Monheim am Rhein. Vom 27. bis 30. August findet in Monheim am Rhein das „Rheincamp“ statt, eine mehrtägige Versammlung, die sich unter anderem mit dem Schutz des Rheins, der Wasserqualität und der geplanten Rheinwasserentnahme beschäftigt. Nach Angaben der Veranstalter werden bis zu 400 Teilnehmerinnen und Teilnehmer erwartet.
Veranstaltungsort ist eine Wiese am Landschaftspark Rheinbogen an der Kapellenstraße – unmittelbar neben dem Wasserspielplatz. Zudem findet am Samstag, 29. August, im Zusammenhang mit dem „Rheincamp“ in der Monheimer Innenstadt eine weitere Versammlung statt, die um 12 Uhr an der Alfred-Nobel-Straße startet und sich nach einer Zwischenkundgebung in der Innenstadt bis zu den Rheinwiesen fortsetzt. Laut dem Veranstalter werden circa 200 Teilnehmende erwartet, wie die Polizei mitteilt. Von dort heißt es: „Die Kreispolizeibehörde Mettmann bereitet sich auf beide Versammlungen vor. Ziel des polizeilichen Einsatzes ist es, einen sicheren und friedlichen Verlauf zu gewährleisten und gleichzeitig das Recht auf freie Meinungsäußerung und friedlichen Protest zu schützen“.
Der erste Aufbau des Rheincamps beginnt bereits am Mittwoch, 26. August. Die Teilnehmenden werden ab Donnerstag, 27. August mit ihren Zelten erwartet. Nach dem Ende der Veranstaltung am 30. August wird das Camp am 31. Augustabgebaut.
„Während des Auf- und Abbaus kann es im unmittelbaren Umfeld des Veranstaltungsortes zu einem erhöhten Verkehrsaufkommen sowie zu einzelnen Einschränkungen kommen“, so die Kreispolizeibehörde. Insbesondere während des Camps im Bereich des Versammlungsortes sowie auf angrenzenden Straßen und Wegen kann es zu einem erhöhten Aufkommen von Fußgängerinnen und Fußgängern und Radfahrern kommen. Auch kurzfristige Verkehrsbeeinträchtigungen kann die Polizei nicht ausschließen.
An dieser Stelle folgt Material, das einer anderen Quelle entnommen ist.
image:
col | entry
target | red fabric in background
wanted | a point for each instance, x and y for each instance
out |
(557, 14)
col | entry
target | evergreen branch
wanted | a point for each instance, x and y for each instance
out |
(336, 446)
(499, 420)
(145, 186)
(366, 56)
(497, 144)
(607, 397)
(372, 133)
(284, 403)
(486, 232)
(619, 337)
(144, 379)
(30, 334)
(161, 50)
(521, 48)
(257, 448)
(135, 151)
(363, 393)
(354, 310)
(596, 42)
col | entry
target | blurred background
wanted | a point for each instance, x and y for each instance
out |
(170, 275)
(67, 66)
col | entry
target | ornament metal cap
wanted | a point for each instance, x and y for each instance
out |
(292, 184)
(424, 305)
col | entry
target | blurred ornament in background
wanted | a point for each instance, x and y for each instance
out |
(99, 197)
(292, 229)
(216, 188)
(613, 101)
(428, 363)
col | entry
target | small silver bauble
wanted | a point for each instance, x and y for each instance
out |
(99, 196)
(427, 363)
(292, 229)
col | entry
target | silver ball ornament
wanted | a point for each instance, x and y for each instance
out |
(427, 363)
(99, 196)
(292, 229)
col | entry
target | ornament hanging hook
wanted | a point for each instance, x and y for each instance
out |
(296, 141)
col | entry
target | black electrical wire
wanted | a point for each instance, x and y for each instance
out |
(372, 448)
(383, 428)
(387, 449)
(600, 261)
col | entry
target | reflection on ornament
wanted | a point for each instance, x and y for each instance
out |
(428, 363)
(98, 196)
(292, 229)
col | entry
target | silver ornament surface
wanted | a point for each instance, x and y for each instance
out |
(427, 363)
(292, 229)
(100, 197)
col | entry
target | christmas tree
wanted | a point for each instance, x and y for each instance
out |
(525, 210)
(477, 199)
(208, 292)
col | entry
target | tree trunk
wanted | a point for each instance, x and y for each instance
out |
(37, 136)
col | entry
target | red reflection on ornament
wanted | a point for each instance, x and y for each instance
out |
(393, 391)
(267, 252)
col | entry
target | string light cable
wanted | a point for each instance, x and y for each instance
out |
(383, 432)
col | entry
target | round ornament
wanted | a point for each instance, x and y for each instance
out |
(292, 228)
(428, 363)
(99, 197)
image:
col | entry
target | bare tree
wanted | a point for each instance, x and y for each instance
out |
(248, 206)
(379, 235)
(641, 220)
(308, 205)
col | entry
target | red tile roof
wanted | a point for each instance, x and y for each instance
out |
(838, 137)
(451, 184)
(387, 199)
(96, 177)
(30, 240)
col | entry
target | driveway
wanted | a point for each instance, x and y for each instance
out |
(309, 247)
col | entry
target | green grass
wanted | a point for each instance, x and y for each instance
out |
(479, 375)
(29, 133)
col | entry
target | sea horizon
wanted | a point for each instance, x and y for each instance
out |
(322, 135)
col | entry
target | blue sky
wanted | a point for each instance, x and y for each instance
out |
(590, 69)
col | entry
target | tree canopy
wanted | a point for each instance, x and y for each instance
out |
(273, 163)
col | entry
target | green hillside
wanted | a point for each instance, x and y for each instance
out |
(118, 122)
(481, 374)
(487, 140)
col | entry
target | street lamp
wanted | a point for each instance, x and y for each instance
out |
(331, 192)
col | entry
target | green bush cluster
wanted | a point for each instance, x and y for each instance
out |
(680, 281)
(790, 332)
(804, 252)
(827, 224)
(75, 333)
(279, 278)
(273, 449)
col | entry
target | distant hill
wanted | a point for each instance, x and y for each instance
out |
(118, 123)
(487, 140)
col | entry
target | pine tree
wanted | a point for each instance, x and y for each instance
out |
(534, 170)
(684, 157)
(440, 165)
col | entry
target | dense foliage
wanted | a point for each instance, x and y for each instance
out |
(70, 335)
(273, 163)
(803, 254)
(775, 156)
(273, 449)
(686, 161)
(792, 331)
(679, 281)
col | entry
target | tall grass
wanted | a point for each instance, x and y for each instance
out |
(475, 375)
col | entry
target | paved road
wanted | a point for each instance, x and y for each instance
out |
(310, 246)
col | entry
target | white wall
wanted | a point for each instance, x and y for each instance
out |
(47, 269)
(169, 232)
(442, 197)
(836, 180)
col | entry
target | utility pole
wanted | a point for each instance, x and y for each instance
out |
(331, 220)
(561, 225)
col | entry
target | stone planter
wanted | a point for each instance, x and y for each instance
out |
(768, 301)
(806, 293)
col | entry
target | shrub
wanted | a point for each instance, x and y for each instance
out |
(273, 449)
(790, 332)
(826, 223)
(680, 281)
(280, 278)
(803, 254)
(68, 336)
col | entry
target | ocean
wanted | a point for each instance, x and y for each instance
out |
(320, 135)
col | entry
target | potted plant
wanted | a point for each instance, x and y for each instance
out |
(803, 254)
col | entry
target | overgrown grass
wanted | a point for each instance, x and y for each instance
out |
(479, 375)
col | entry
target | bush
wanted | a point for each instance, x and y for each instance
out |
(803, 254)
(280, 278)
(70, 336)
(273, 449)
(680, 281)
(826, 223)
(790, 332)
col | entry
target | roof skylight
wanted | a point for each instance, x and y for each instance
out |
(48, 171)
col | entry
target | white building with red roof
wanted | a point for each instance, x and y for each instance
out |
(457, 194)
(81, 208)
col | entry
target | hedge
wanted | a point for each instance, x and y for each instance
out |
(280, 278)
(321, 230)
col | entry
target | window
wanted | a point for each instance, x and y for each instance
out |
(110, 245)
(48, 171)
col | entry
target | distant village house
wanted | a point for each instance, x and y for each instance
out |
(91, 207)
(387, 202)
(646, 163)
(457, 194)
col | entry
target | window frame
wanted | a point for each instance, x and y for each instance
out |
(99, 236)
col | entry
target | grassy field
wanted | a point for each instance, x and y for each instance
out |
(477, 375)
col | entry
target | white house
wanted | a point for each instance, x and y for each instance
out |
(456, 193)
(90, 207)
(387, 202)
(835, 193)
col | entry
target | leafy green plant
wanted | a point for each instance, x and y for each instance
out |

Darüber hinaus kann es während der weiteren angezeigten Versammlung am Samstag, 29. August, zu Beeinträchtigungen und Einschränkungen in der Monheimer Innenstadt kommen. „Anwohnerinnen und Anwohner sowie Verkehrsteilnehmende werden gebeten, sich auf mögliche kurzfristige Beeinträchtigungen einzustellen und gegebenenfalls mehr Zeit für ihre Wege einzuplanen“, so die Polizei. Die Behörde wolle über Sperrungen kurzfristig infoemiren.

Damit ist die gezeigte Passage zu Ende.